Lilith pauses briefly. She looks at Michael and me, considers us like a fat, bored house cat considers a mouse, and turns back to Azael again. Her eyes are bright and excited. “Not my battle to fight,” she says nonchalantly. With a small wink, she blows him a kiss and then drops from the window, gone for good.
Azael star
es after her for a moment, lost. He wavers, swaying a little on his feet.

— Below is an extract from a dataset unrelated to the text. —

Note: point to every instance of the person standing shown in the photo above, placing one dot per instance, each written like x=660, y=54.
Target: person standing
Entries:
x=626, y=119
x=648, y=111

“Az?” I step forward, my daggers still gripped in my hands. “Azael?”
He turns to me, his eyes distant. It takes him a moment to snap back to himself, and when he does, he blazes with fury. With betrayal. It’s worse than he looked in London because behind all the rage is a deep, endless hurt.
I don’t want to fight him like this. When he’s just been destroyed, all of his dreams—no matter how dark—stolen out from under him. This can end now. He can decide it’s enough, finally.
“It’s over,” I say.
He clenches his jaw, his fists. “Not between you and me, it’s not.”
“Lucifer is dead,” I tell him, my voice hushed. Everything sounds too loud in this room of echoes and reverberations. “It’s over. Lilith is returning to Hell, and she’ll call off her army.”
“My army!”
I shake my head. “No, Azael. Her army.”
He lifts his sword, gestures wildly with it. “I hate you,” he hisses.
I lower my dagger, slip it back into my belt. Michael tenses but doesn’t stop me. He still holds his sword ready, if necessary.
“You don’t hate me,” I say. I can see that now.
His hatred isn’t for me. It’s turned inward, toward himself. Azael is desperate, lonely, and so incredibly sad. He doesn’t hate me—he hates that he needs me. He hates himself for that weakness. I remember him begging for death, asking me to kill him in the chapel in London.
He’s never been more lost. I don’t know if I’ll be able to find him this time.
“I want you dead.” He levels his dark sword at my heart, but he’s so far away that it’s hardly threatening. He makes no move to come any closer.
“You’re just saying that to hurt me,” I say, hands raised.
“The fact that I’m saying something to hurt you doesn’t make it any less true,” he says.
Michael steps closer to me. “You need to lower your sword, Azael.”
“Don’t you speak to me!” he yells at Michael, and he turns away from us, pacing back and forth, the hand not white-knuckling his sword tearing through his hair with shaking fingers. He nears the throne but stops before he gets there.